Акт ГАИ еще не принесли. А в нашей следовательской — пусто и тихо. Давно уже и пусто, и тихо, а все равно — и пусто, и тихо…
Когда-то здесь было четыре стола, два шкафа, сейф в углу и трещина на потолке, которая, как гласит предание, образовалась от чересчур громкого смеха. Потом выяснилось, четвертый стол нам не положен по штатам, а трещину на потолке следует заштукатурить. Трещину маляры затерли алебастром, сейф покрасили и передвинули в другой угол, чтоб не бросался в глаза подследственным, а стол… А стол во двор я вынес свой, чем неожиданно для себя вызвал неудовольствие начальства, так как Галочкин при ближайшем рассмотрении оказался однотумбовым. Полтора года просидела она напротив меня, а я даже не заметил, что стол у нее — однотумбовый.

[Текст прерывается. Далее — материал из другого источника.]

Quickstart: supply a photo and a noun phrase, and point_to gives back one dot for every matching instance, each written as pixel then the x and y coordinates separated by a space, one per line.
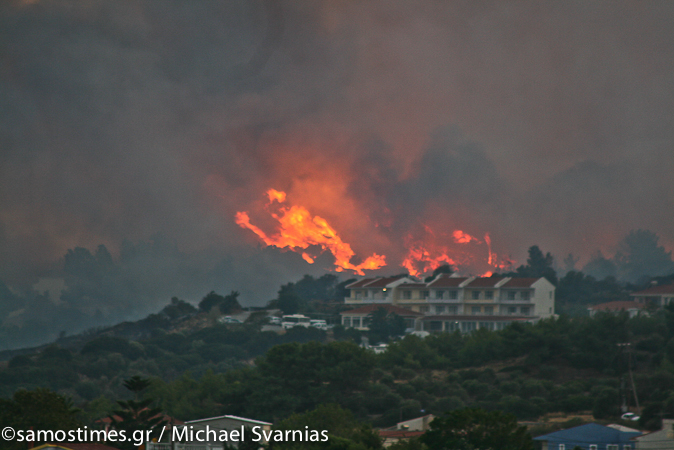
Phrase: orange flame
pixel 419 260
pixel 299 230
pixel 428 254
pixel 463 238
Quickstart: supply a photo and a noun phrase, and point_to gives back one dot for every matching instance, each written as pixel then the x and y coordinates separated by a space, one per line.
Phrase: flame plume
pixel 298 229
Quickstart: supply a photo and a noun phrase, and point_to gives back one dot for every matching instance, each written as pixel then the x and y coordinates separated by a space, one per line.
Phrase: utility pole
pixel 628 348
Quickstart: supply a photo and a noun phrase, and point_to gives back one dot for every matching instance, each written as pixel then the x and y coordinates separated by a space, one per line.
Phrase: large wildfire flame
pixel 433 251
pixel 299 230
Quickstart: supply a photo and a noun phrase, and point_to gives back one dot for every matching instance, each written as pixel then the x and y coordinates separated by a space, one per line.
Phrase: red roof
pixel 484 282
pixel 475 318
pixel 390 308
pixel 617 306
pixel 382 282
pixel 520 282
pixel 360 283
pixel 412 285
pixel 657 290
pixel 447 282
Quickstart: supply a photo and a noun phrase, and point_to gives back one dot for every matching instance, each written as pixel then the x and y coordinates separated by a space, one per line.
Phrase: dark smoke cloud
pixel 125 119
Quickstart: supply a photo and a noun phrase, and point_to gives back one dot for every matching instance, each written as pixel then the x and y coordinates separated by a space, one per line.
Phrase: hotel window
pixel 467 326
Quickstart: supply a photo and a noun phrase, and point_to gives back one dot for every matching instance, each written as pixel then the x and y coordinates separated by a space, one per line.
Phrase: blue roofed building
pixel 591 436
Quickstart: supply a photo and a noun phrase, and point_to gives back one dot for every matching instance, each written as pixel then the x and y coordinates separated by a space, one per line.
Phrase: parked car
pixel 273 320
pixel 318 323
pixel 295 320
pixel 228 319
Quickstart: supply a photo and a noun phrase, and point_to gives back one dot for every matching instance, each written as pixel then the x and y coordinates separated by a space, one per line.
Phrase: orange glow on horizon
pixel 298 229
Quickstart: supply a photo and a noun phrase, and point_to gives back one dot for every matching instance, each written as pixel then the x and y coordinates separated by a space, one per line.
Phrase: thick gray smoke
pixel 548 124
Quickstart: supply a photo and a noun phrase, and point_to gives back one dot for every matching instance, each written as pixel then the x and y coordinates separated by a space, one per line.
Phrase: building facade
pixel 656 296
pixel 451 303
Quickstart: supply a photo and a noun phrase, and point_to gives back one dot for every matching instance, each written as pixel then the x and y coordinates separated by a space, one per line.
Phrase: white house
pixel 450 302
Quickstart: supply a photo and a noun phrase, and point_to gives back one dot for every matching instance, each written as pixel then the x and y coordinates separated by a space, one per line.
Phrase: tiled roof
pixel 390 308
pixel 657 290
pixel 361 283
pixel 447 282
pixel 476 318
pixel 412 285
pixel 382 282
pixel 399 434
pixel 484 282
pixel 617 306
pixel 520 282
pixel 76 446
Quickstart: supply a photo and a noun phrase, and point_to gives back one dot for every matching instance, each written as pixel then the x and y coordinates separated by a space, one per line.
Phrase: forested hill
pixel 564 365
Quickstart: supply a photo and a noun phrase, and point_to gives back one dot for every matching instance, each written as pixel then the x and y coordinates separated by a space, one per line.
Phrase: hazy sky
pixel 548 123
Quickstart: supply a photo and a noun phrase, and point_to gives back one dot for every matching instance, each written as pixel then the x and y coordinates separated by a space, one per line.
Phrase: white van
pixel 319 323
pixel 295 320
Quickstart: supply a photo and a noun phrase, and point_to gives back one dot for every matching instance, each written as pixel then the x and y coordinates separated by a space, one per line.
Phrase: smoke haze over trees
pixel 133 132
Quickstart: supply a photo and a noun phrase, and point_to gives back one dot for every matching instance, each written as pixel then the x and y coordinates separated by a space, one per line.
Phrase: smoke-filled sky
pixel 548 123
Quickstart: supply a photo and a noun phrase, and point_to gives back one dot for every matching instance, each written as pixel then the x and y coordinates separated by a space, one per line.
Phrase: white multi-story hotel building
pixel 449 302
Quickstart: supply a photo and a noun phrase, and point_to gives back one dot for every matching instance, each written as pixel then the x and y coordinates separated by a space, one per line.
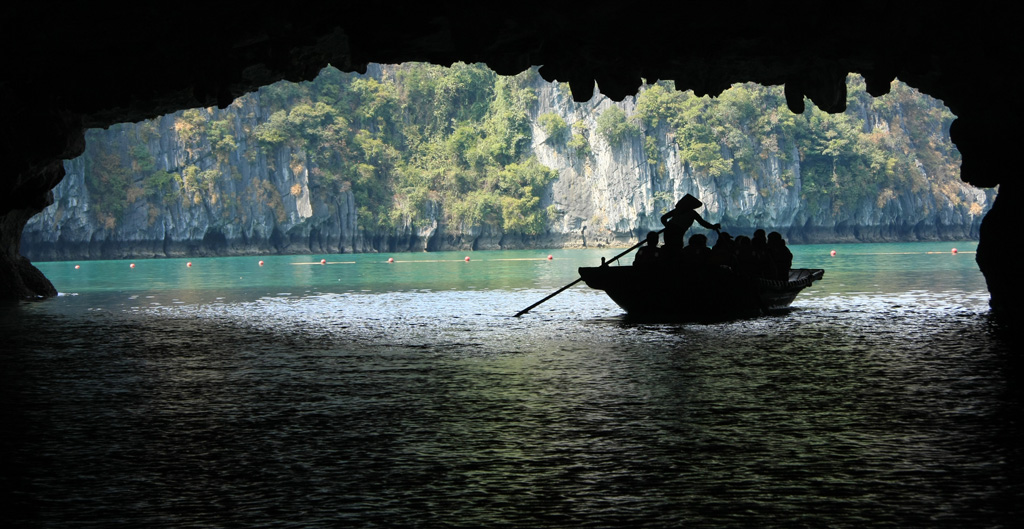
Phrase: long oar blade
pixel 552 295
pixel 559 291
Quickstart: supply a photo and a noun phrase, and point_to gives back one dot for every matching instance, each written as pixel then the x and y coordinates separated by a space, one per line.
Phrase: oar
pixel 569 285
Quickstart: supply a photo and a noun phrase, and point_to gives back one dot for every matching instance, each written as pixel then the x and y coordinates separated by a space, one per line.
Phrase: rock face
pixel 233 199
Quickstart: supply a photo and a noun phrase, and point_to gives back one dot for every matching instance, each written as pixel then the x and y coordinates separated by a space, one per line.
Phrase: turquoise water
pixel 374 394
pixel 855 268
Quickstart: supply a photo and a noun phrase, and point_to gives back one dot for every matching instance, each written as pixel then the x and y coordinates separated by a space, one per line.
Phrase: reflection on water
pixel 437 408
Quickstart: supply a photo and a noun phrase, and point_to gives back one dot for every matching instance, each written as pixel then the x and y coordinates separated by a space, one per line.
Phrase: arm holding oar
pixel 603 263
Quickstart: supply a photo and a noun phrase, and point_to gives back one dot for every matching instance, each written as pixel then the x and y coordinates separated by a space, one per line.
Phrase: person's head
pixel 688 203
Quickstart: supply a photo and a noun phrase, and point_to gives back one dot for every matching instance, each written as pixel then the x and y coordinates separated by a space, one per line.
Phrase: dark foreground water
pixel 369 395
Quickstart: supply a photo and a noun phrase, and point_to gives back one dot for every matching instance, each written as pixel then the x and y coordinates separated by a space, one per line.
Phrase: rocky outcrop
pixel 190 194
pixel 157 59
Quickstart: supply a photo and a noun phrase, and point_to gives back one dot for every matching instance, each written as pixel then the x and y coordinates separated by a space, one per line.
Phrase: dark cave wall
pixel 71 67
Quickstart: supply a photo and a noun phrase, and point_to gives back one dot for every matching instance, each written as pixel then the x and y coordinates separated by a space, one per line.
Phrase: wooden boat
pixel 657 293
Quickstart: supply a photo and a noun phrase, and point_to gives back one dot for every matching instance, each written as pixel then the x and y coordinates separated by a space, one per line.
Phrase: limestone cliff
pixel 159 189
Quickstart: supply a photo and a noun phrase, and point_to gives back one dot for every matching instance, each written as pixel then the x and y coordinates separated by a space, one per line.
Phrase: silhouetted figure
pixel 694 256
pixel 747 264
pixel 765 265
pixel 679 220
pixel 780 255
pixel 723 253
pixel 648 254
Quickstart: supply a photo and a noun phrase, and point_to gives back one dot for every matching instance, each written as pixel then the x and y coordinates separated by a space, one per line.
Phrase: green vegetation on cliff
pixel 417 144
pixel 844 159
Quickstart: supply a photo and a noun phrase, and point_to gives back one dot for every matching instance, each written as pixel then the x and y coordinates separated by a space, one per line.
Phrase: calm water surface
pixel 367 394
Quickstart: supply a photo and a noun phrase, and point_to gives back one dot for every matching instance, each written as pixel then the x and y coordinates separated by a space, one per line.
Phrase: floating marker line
pixel 329 262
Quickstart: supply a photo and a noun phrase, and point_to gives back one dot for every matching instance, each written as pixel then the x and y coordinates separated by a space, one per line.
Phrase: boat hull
pixel 714 295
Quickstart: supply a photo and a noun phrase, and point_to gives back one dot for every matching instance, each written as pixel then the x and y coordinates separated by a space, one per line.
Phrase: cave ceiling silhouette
pixel 68 68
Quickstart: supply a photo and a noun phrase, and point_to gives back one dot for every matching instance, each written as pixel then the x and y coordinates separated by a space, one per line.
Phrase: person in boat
pixel 679 220
pixel 724 252
pixel 648 254
pixel 780 256
pixel 765 267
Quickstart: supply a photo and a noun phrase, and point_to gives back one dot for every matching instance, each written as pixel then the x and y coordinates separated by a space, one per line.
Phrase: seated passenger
pixel 694 256
pixel 780 256
pixel 648 254
pixel 723 253
pixel 762 258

Потом я выяснил, что у этого однотумбового стола четыре ящика. Но в них оказались лишь пустые бланки постановлений и протоколов. Галочка страшно не любила писать — это я знал совершенно точно, так что ящики ее однотумбового стола меня не разочаровали. Тем более что есть архив, куда иногда можно наведываться, делать озабоченное лицо и брать дела, которые тебе совершенно не нужны, но которые, однако, заполнены аккуратным мелким почерком — таким четким, таким категоричным… «Прощай. Не ищи меня. Не судьба нам с тобой». Единственное письмо — из трех предложений. И все три — в повелительной форме. Но на архивы ее приказ не распространяется.
А еще остался телефон. Каждый раз, когда следовательскую оглашает нетерпеливым звонком междугородная… Как в лотерее. А вдруг на этот раз? Я хватаю трубку: «Да, я слушаю, Галочка!» Раза два я так и сказал. К счастью, один был в следовательской — краснеть не пришлось. Зато извинялся перед телефонисткой: «Извините, это ошибка…»
А потом вдруг стал от этих длинных звонков междугородной просыпаться по ночам. И телефона в квартире нет, а звонок такой длинный, такой нетерпеливый… «Да, Галочка! Я слушаю!..» Шорохи, потрескивания… «Галочка, это ты? Я знаю, что это ты. Почему ты молчишь? Раз уж позвонила… А, ты думаешь, что я забыл… Хочешь, расскажу, как Цезарь провел лето в Британии? Эксиква парте аэстатис реликва Каэзар ин Бриттаниам профициски контендит…[9]» Нелепо, но когда я бормочу латынь, то ощущаю аромат ландышей. Еще мгновение, и на губах у меня окажется мягкая, теплая ладошка… Эксиква парте аэстатис…
Так где же акт ГАИ? Что у них там — разногласия? Я протянул руку к телефону, но телефон вдруг зазвонил сам. Я был так уверен, что это Миша Нечитайло…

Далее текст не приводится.